Tragedi Santri Sidoarjo: Ini Bukan Takdir, Ini Kelalaian yang Bikin Nangis
Sebagai seorang mahasiswa, saya merasa shock, hampa, dan marah melihat berita tragis yang datang dari Sidoarjo. Mushola Pondok Pesantren (Ponpes) Al Khoziny ambruk, tepat pada Senin sore (29/9) saat ratusan santri, teman-teman sebaya kita, tengah menunaikan salat Asar berjemaah di dalamnya.
Ini bukan sekadar berita duka. Ini adalah krisis akuntabilitas yang tidak bisa kita abaikan. Tiga nyawa santri melayang—Sefian Ibrahim, Mochammad Mashudulhaq, dan Muhammad Soleh—dan 86 lainnya menderita luka-luka. Bayangkan, satu pasien bahkan harus menjalani amputasi lengan kiri karena tertindih reruntuhan.
Ini adalah harga nyawa yang harus dibayar mahal karena apa yang seharusnya menjadi tempat paling aman tempat ibadah dan pendidikan berubah menjadi kuburan bagi mereka.
Namun, yang paling mengganggu nurani kita adalah narasi yang muncul dari pihak pengelola Ponpes. Meskipun permohonan maaf disampaikan, insiden tragis ini dengan mudahnya disebut sebagai “takdir dari Tuhan.”
Saya menghargai keyakinan spiritual, tetapi sebagai generasi muda yang dididik untuk berpikir kritis dan menuntut keadilan, kami menolak narasi ini. Tragedi Al Khoziny adalah manifestasi nyata dari kegagalan sistemik dan kelalaian yang dilakukan oleh manusia, bukan semata-mata kecelakaan alamiah. Kita harus mengalihkan fokus dari spiritualitas menuju akuntabilitas hukum dan teknis!

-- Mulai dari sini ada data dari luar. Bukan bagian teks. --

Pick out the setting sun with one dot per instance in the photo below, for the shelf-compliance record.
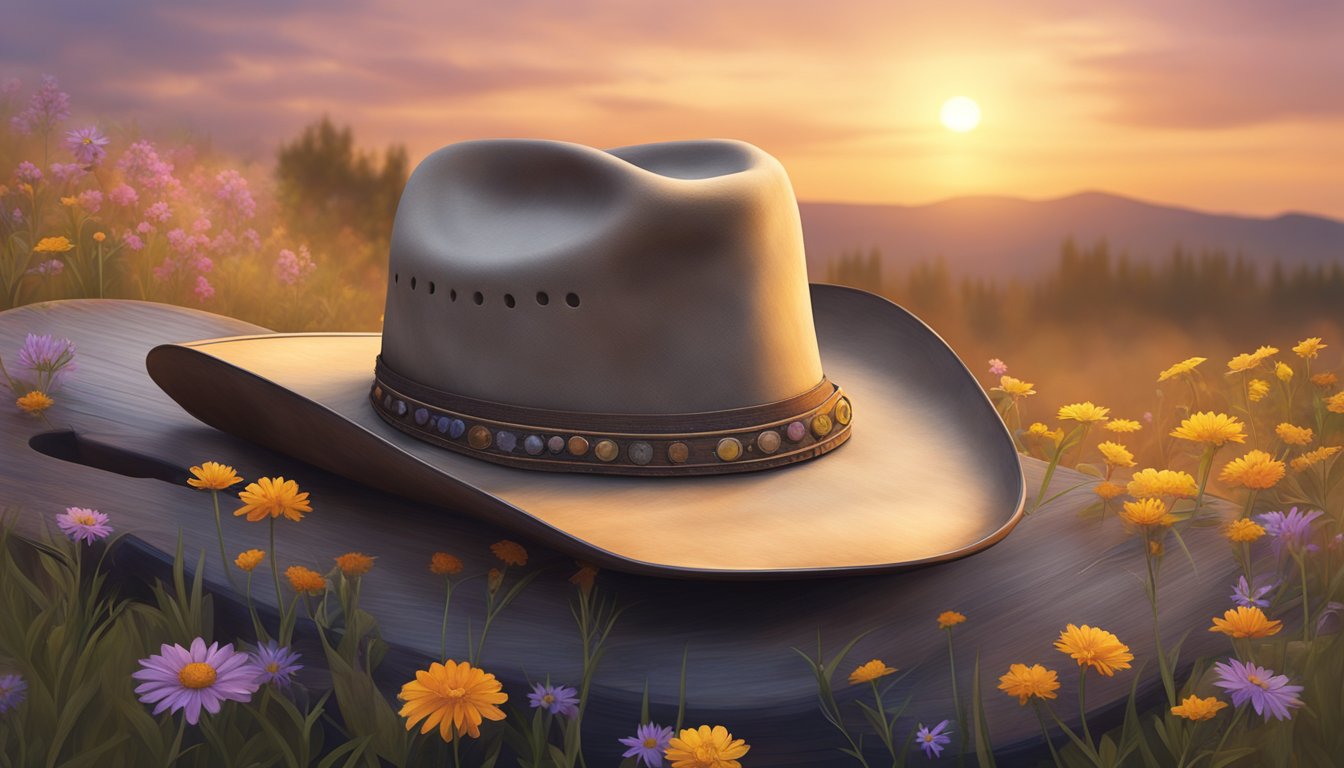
(960, 114)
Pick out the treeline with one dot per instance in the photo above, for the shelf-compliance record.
(1093, 285)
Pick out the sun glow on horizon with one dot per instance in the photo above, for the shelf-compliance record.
(960, 114)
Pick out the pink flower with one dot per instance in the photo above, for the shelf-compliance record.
(47, 108)
(67, 172)
(90, 201)
(292, 268)
(124, 195)
(81, 523)
(159, 211)
(86, 144)
(27, 172)
(234, 195)
(204, 291)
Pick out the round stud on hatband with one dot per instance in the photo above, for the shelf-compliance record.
(729, 449)
(768, 441)
(844, 412)
(679, 452)
(479, 437)
(606, 449)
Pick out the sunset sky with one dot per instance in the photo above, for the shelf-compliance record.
(1223, 105)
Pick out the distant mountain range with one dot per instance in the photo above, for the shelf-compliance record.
(1011, 237)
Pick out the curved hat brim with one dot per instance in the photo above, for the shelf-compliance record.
(929, 474)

Judi Nyawa di Tengah Pengecoran
Fakta-fakta di lapangan menunjukkan adanya pelanggaran keselamatan yang luar biasa fatal. Bangunan mushola tiga lantai itu dilaporkan masih dalam proses pembangunan yang sudah berjalan 9 hingga 10 bulan. Dan yang paling gila, saat ambruk, bangunan tersebut sedang menjalani tahap pengecoran akhir di bagian atas atau dek!
Bagaimana mungkin mushola yang sedang berada di bawah beban maksimum cor basah dan material berat, tetap digunakan secara aktif oleh ratusan santri untuk ibadah berjemaah?
Ini bukan lagi kelalaian, ini adalah judi nyawa yang fatal. Kesaksian santri korban sangat mengerikan; mereka mendengar suara retakan dari atas saat baru memasuki rakaat kedua, sebelum semuanya roboh total.
Penyebab langsungnya sudah jelas: penopang cor (scaffolding) tidak kuat dan jebol! Ahli teknik sipil menegaskan bahwa runtuhnya scaffolding adalah indikasi kegagalan kritis dalam perhitungan beban. Kegagalan ini menunjukkan bahwa material pendukung tidak mampu menahan beban cor basah, material besi, dan bobot pekerja di atasnya.